I'm kind of LMAO because of course those places have turned into that. Look who runs them and look at the execs running it. These are not college grads literally living there and need to unwind while at work.

A lot of software companies especially the new ones who want young talent are running exactly the same as startups were 20 years ago just a lot more flashy and newer toys.

[–] stoly@lemmy.world 8 points 2 days ago

I worked for one of those 20 year startups. It was awful. Basically there was no drive, no vision. The entire place was a lot of faff and only existed to give bonuses to leadership. All of the interesting and motivated employees moved on long ago leaving only the mediocre types who play political games and favorites. I needed A job and took it when offered, but took the next job as soon as I could get out. I watched many others cycle through, some a lot faster than I did (I was waiting for a specific position to open).

[–] onion_dude@feddit.uk 5 points 2 days ago (3 children)

I wonder if it's inevitable that anywhere with enough humans working together will reach this point eventually?

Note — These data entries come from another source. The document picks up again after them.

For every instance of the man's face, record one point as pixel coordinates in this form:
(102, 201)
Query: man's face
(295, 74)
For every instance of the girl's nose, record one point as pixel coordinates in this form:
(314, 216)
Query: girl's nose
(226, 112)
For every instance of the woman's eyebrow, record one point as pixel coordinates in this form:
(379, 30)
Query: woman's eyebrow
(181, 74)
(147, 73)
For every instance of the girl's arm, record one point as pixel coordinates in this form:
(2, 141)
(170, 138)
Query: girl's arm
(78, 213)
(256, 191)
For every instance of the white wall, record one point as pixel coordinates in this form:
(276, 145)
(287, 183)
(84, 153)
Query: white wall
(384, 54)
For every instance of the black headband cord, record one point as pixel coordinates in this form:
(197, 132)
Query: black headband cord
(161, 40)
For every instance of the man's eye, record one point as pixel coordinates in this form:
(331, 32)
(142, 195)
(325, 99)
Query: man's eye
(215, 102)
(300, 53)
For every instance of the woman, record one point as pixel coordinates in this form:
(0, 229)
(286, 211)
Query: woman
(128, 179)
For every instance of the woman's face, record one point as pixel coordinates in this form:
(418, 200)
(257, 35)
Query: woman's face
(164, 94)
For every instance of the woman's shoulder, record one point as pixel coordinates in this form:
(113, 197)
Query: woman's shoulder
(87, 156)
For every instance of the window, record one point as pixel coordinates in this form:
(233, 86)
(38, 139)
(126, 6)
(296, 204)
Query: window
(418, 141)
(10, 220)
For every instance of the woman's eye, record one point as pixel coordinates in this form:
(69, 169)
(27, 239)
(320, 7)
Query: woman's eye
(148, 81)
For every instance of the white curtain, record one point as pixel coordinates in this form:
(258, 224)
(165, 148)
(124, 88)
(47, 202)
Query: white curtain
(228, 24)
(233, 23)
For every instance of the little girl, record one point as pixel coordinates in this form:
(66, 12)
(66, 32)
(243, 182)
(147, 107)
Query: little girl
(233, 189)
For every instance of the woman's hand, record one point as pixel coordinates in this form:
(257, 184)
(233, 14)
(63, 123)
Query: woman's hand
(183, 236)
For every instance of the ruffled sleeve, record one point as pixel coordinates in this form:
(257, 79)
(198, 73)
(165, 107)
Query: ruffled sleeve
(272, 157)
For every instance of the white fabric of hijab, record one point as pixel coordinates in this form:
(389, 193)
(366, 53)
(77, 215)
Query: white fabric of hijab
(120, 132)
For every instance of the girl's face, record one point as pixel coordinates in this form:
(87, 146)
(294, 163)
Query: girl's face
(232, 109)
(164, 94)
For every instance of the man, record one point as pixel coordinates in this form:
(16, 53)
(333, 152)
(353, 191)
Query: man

[–] Devmapall@lemmy.zip 16 points 2 days ago

When money and power are funneled to the few then yes. Something more cooperative or democratic probably wouldn't have the same intensity of the problem.

I think it's only inevitable because of how our society is structured.

[–] stoly@lemmy.world 12 points 2 days ago

No, not really. Where I work now is fantastic and we have great leadership. The moment your original visionary leader leaves and someone with an MBA gets in their place, it all goes to shit. This is LITERALLY what happened to Google and to Apple. Both super dynamic companies with great culture who were then gutted to generate shareholder value.

[–] panda_abyss@lemmy.ca 2 points 2 days ago (1 children)

From what I’ve seen it starts with a few people who abuse the niceties, or the first downturn, or both, and suddenly they’ve got an excuse to strip it all back.

It’s always one or the other that starts it. You have an office game console and someone brings their kids who spill pop on it or they take the games home. You get that guy who takes a box of snacks home and the CEO complains for like 2 years about it. You get someone who orders pay per view on a business trip. Etc.

Once you get to like 300 employees this threshold starts getting reliably exceeded.

[–] DireTech@sh.itjust.works 2 points 1 day ago (1 children)

Since when is a 300 person company a startup? I feel like you lose any claim to that long before you hit 100.

[–] panda_abyss@lemmy.ca 1 points 1 day ago

Yeah, but that’s the size where things definitely start dying.

50 is probably my ideal company size.